Dynamic PET Image Denoising with Deep Learning-Based Joint Filtering

2021 
Dynamic positron emission tomography (PET) imaging usually suffers from high statistical noise due to low counts of the short frames. This study aims to improve the image quality of the short frames by utilizing information from other modality. We develop a deep learning-based joint filtering framework for simultaneously incorporating information from longer acquisition PET frames and high-resolution magnetic resonance (MR) images into the short frames. The network inputs are noisy PET images and corresponding MR images while the outputs are linear coefficients of spatially variant linear representation model. The composite of all dynamic frames is used as training label in each sample, and it is down-sampled to 1/10th of counts as the training input. L1-norm combined with two gradient-based regularizations constitute the loss function during training. Ten realistic dynamic PET/MR phantoms based on BrainWeb are used for pre-training and eleven clinical subjects from Alzheimer’s Disease Neuroimaging Initiative further for fine-tuning.
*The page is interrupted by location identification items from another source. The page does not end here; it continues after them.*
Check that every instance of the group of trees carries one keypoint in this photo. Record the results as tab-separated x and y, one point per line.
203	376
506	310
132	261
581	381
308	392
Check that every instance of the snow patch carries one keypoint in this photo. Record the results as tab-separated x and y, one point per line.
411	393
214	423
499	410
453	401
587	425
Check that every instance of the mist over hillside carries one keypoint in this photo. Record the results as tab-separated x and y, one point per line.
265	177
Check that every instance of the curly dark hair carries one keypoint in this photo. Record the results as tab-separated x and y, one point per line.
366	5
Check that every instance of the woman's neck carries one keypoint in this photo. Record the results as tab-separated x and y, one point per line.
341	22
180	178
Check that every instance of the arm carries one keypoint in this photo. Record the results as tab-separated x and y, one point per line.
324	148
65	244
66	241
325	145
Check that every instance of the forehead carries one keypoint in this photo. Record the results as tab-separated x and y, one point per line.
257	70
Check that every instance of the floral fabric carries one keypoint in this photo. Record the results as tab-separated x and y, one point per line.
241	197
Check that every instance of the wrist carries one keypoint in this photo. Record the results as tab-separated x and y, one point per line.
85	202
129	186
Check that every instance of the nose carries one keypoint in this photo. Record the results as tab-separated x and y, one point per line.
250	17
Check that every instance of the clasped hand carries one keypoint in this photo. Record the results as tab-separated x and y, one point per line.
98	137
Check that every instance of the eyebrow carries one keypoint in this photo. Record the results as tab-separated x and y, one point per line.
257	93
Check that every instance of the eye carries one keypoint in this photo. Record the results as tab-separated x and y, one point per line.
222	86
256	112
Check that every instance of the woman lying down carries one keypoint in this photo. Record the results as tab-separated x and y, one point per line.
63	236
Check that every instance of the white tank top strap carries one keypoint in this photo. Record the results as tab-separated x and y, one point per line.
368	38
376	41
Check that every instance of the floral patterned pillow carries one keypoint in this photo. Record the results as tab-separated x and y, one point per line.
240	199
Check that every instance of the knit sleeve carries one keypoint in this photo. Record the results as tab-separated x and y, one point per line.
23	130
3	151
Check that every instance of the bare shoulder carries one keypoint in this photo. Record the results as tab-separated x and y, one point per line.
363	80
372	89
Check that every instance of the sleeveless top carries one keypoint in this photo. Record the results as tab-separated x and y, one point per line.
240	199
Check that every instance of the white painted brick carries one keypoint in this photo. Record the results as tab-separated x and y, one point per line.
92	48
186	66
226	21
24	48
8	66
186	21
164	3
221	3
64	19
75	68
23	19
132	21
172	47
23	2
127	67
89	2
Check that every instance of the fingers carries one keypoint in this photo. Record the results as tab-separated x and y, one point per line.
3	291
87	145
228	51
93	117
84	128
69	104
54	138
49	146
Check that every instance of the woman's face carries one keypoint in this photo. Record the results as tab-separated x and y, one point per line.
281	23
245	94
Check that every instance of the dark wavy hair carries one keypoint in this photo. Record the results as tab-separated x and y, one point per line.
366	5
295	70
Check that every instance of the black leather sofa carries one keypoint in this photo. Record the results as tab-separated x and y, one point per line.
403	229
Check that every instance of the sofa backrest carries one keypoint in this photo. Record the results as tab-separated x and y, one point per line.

Simulation results show that the proposed method can reduce the statistical noise while preserving image details and achieve quantitative enhancements compared with Gaussian, guided filter, and convolutional neural network trained with the mean squared error. The clinical results perform better than others in terms of the mean activity and standard deviation. All of the results indicate that the proposed deep learning-based joint filtering framework is of great potential for dynamic PET image denoising.